Harry Delahunt glanced at him. “Men do one thing, women do something else. Not the same thing at the same time, that'd be a waste of energy.”
When the circle was completed and the last woman stepped outside the wheel, Two Fingers put the child back in her mother's arms.
George could not help himself. He stepped forward and touched the little girl's forehead.
It was no hotter than his own, and absolutely dry.
The people drifted away, most of them seeking the shade of the store. When Kate turned toward the barracks, however, George hurried after her and caught her by the arm.
“Is that child actually cured?”
“We hope so,” she replied with equanimity.
“What is it? Laying on of hands, something like that?”
“Two Fingers is a healer, as I told you. A medicine man. More than that, he's a Sioux. The Sioux are best at using the medicine wheel.”
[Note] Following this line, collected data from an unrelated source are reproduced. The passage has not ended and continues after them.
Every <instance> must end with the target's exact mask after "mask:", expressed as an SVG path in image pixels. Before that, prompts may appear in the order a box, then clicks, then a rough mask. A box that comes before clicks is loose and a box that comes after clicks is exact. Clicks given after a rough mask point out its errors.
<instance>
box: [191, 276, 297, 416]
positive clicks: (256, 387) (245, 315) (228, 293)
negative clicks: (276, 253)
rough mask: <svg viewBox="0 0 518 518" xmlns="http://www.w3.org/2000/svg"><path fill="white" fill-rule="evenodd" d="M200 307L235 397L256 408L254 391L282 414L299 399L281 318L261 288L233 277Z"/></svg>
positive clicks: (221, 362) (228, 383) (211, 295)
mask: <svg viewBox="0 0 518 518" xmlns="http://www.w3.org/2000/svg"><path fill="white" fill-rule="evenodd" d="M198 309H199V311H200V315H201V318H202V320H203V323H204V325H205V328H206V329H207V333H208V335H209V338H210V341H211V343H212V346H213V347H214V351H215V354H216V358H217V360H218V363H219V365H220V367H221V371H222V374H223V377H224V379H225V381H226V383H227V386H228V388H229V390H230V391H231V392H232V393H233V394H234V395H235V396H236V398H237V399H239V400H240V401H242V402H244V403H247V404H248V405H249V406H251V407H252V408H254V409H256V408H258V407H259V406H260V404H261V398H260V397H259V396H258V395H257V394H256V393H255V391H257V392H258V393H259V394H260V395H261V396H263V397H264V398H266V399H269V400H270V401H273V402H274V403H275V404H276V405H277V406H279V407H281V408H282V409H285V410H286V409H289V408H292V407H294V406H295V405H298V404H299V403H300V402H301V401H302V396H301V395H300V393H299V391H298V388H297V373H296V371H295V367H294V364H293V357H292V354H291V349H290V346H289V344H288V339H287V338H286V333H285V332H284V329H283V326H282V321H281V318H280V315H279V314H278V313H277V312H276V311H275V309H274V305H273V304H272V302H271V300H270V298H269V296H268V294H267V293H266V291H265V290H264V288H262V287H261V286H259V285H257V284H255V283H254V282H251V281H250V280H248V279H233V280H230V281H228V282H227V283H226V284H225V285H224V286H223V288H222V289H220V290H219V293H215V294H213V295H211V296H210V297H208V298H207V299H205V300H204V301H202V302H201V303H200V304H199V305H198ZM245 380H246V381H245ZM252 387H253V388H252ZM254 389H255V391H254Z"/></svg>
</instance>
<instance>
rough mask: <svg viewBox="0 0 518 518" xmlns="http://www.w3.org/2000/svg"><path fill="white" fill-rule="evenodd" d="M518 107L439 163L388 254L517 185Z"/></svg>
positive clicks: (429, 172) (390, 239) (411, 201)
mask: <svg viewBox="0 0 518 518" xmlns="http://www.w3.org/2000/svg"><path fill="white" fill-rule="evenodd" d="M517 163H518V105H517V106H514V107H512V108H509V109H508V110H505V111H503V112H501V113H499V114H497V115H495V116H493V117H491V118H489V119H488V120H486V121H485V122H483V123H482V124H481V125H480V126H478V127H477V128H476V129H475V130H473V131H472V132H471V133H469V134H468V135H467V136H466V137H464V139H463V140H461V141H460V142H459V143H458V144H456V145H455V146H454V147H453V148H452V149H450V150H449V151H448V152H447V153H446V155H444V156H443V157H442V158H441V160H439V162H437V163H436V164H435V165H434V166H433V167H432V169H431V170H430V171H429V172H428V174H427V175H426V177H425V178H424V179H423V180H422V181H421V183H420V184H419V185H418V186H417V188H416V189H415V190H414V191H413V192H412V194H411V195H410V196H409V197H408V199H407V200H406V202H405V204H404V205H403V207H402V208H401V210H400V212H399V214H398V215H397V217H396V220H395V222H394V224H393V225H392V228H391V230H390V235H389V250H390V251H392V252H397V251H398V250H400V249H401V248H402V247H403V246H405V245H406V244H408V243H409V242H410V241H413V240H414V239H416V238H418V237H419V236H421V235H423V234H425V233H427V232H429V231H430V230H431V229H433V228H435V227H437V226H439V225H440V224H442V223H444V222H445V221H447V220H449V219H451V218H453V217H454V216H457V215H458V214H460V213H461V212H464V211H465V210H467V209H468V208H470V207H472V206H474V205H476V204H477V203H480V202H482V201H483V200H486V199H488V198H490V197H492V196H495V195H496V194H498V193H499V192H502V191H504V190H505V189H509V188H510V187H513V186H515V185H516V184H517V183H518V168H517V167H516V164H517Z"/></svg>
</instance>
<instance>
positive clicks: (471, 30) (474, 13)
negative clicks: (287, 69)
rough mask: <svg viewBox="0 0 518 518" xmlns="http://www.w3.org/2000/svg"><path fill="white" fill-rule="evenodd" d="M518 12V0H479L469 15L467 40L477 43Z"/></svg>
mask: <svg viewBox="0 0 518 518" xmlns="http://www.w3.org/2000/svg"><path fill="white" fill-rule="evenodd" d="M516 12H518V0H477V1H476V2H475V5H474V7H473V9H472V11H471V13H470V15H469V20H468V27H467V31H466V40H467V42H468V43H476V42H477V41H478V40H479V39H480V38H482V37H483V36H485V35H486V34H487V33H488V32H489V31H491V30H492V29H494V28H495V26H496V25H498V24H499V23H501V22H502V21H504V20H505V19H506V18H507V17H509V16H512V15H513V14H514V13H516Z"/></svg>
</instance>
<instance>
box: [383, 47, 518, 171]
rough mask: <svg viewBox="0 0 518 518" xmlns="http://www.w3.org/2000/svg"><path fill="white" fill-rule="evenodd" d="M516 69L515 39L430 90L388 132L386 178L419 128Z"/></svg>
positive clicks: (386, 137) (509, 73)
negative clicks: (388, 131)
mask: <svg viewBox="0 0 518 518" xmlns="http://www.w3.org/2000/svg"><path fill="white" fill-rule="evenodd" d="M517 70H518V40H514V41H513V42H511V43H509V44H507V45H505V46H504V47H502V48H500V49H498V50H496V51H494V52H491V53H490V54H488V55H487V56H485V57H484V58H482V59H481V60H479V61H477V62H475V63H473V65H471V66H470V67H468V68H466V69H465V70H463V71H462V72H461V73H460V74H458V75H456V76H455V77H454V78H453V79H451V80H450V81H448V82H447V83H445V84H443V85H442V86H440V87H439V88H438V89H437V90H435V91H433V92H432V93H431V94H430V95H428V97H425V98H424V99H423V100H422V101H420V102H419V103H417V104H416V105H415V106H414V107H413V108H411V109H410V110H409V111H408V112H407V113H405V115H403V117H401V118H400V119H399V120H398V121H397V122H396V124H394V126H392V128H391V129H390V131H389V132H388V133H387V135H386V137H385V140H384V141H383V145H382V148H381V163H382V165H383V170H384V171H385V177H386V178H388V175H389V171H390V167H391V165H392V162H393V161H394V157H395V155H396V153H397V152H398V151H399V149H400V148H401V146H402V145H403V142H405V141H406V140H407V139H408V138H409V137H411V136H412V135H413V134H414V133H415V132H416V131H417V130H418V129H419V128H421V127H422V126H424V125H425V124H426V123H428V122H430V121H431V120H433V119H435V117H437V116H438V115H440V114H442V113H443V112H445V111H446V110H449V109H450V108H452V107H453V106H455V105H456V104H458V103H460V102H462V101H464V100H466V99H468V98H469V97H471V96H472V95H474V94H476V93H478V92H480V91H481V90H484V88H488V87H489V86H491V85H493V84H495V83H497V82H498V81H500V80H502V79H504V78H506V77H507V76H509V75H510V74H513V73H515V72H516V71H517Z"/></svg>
“And Cloud-Being-Born, what is he? The chief?”
Kate paused and looked up at him, frowning slightly. “No. He's a, a sort of a medicine man too. But more than that. He's a … a … a shaman,” she said, hitting on the word with relief.
“You mean a sorcerer?”
“A shaman,” Kate reiterated firmly. “That's what aboriginal people called them, isn't it? Their holy men? “People who could use earth magic and sky magic?”
“I don't know, I suppose so. I'm just a meteorologist. You'd have to have an anthropologist to explain all that.”
“I don't have to have any of your modern scientists at all,” Kate corrected him. “I have … we have … this.” She extended her hands as if to indicate the reservation and everything it contained.
Sunbaked soil, dying trees, dilapidated buildings. Two Fingers. Cloud-Being-Born. And what else?
“What do you mean by ‘this'?” George demanded to know.
Kate began walking again, hurrying toward the shelter of the barracks. The sun beat down on them like a fist. George kept step with her, subconsciously aware of the flex and swing of her legs in the cheap cotton slacks she wore.
She did not answer him until they were inside the building. Then, with a sigh of relief, she pulled a handkerchief out of her pocket and mopped her face and throat. When she handed it to him
for the same purpose George noticed it was a handkerchief made of cotton, rather than a tissue of pulped paper.
“Now tell me,” he said as he gave the damp cloth back to her. “Just what were you talking about out there?”
She sat down on the edge of a cot and looked up at him. “The people Cloud-Being-Born has gathered here are a very special group, George. No one told me that, it's just something I've observed for myself since I've been here. Each of us has a gift. No two have the same gift. Two Fingers is a healer, for example. I sing. Sandy is a Navajo and, though you'd never guess it to look at him, an exceptional artist. Mary is a water diviner. Don't smile; she can really find water anywhere. Each of us can do something. Cloud-Being-Born organizes us into various groups to achieve various results. You saw a Healing Dance just now. When we planted the vegetables we did a different Dance. And it worked. They came up.”
“Vegetables do that. They come up.”
“Do they? Are you so sure? The average temperature here is a lot hotter than it used to be just a few years ago. That's changed the growth habits of every plant. Just look at the trees, they're dying. But our vegetables are thriving.”
“You give them a lot of tender loving care.”
“We give them more than that, George. There's no way they should be alive under that sun out there. Nothing else is, even the mesquite trees are dying.”
“Yeah. Well.” George scratched his head, trying to think of some explanation his scientific mind could accept.
“Do you know of anyone else who can do what we're doing here?” Kate challenged.
“No,” he said ruefully. “The radical change in the planetary climate was one of our biggest worries, for a while, because of crop failure on an international scale. We were predicting worldwide famine. But before that actually became a problem, it was overcome by even bigger problems. I doubt if anyone out there is obsessing about worldwide famine anymore.